Arzu was the only person I could think of who knew where Tiasa Lagidze had been sent. Hell, he could've held her back in Turkey, I could've been within a meter of her when I'd visited Trabzon, and I would never have even known it. But whether Tiasa was still in Trabzon or had been sold somewhere else, I was sure of one thing: Arzu was my only lead, the only chance I had left to find Tiasa Lagidze.
This morning marked two weeks, exactly, since Bakhar Lagidze's family had been slaughtered in their home. Fourteen days exactly, since Tiasa had been pulled from her bed and sold into slavery, a child bought and sold to pay for the sins of her father. I thought about Kekela and the girls she had led me to in Dubai, the abuse they had to have suffered in that foul, overheated brothel. It didn't matter who they were, who they had been, not any of them. No one deserved that.
No one.
I shut the top on the laptop, stared at the little light on the front of the machine as it began to pulse softly. Behind me, I heard Alena shifting in the bed. She was still asleep, her lips slightly parted, one arm drawn across her belly. For the moment, there was no worry on her face, just the peace of her slumber. When I'd first come to know her, her sleep had been plagued with nightmares, the subconscious upthrust of every pain she buried while awake. Over the last years they had come with less and less frequency, until, now, it seemed they were lost to history.
I was, in so many ways, a bad man. I had killed people, and I knew I was going to do it again. Sometimes, even oftentimes, it was in self-defense, or at least in situations where I could rationalize it as such after the fact. But once already in my life I had committed a murder, plain and simple, as calculatedly cold-blooded a killing as any Alena herself had performed while under the Soviet yoke or after, when she'd sold the only skills she had. I was not, by any stretch of my imagination, a good person.
Tiasa Lagidze hadn't known that the day in our little studio when she asked me to dance. She'd thought I was nice, and safe, and kind, and when she gave me a kiss on the cheek after we were done and then turned away from me, she'd forgotten one wall was all mirrors, and that I could see she was blushing.
She was alive, I was sure of it. Her worth as a commodity required it, and that was how whoever saw her now imagined her, the same way Arzu had done. Merchandise. She'd been turned into a consumer good, a color television, a stereo, a car.
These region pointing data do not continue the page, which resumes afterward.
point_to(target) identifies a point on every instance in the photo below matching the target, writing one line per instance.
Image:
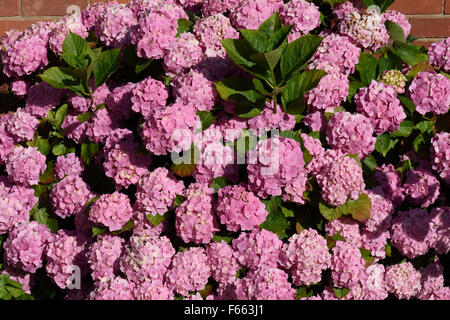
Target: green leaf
(341, 292)
(407, 103)
(156, 219)
(367, 67)
(395, 31)
(328, 212)
(218, 183)
(384, 144)
(43, 146)
(63, 78)
(425, 126)
(84, 117)
(184, 25)
(59, 149)
(417, 142)
(206, 118)
(292, 97)
(88, 150)
(107, 63)
(96, 231)
(60, 115)
(406, 127)
(287, 212)
(410, 54)
(257, 39)
(298, 53)
(359, 209)
(370, 162)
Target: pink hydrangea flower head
(24, 54)
(172, 130)
(240, 209)
(345, 227)
(306, 255)
(440, 223)
(351, 133)
(64, 253)
(330, 92)
(111, 210)
(210, 30)
(68, 165)
(440, 155)
(157, 191)
(365, 29)
(15, 205)
(213, 7)
(149, 97)
(103, 256)
(257, 248)
(403, 280)
(347, 265)
(25, 165)
(400, 19)
(41, 98)
(303, 15)
(250, 14)
(264, 283)
(421, 187)
(61, 28)
(146, 257)
(19, 87)
(430, 92)
(411, 232)
(380, 213)
(195, 89)
(341, 180)
(183, 53)
(113, 289)
(25, 246)
(391, 183)
(114, 25)
(69, 196)
(153, 290)
(439, 53)
(119, 100)
(22, 125)
(337, 55)
(189, 271)
(396, 79)
(195, 220)
(270, 119)
(222, 261)
(380, 104)
(156, 29)
(277, 165)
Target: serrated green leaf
(219, 183)
(107, 63)
(292, 97)
(298, 53)
(395, 31)
(156, 219)
(367, 67)
(206, 118)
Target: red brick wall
(430, 18)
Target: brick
(430, 27)
(50, 7)
(6, 25)
(418, 7)
(9, 8)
From behind me, in the bed, Alena said, "Where will you look next?"
I turned. She lay exactly as she had before, only now her eyes were open. I left the desk and went to her side, sitting on the edge of the bed. Hair had fallen across her cheek, and I brushed it back behind her ear.
"I was thinking I'd go back to Trabzon," I said.
"That is logical. It is the last place you know, for certain, that she was."
"There's more than that. The man I dealt with there, I think he's the one who pointed Karataev's friends at Kobuleti."
"All the more reason to speak to him."
I brushed more of her hair back, let my fingers trail along the side of her neck. Like my own, her body had more than its share of scars, but her neck was smooth and I liked the feel of her skin. The bandage on her right tricep had come loose while she slept, falling away enough to reveal the top of the wound there. The bullet track looked like a burn.
"I don't want to leave you alone," I said.
"Pregnant does not mean incapacitated. I can take care of myself."
"You can, but I don't want you to have to, not alone. Not with Miata the way he is."
"And."
"And yes, the bun in the oven changes things, I think you'll agree."
"Yes." She rolled onto her back, looking up at me. Her expression was frank. "We could hire someone, perhaps. Some one who did what you used to do."
"I'm not leaving you with some bodyguard I don't know the first thing about."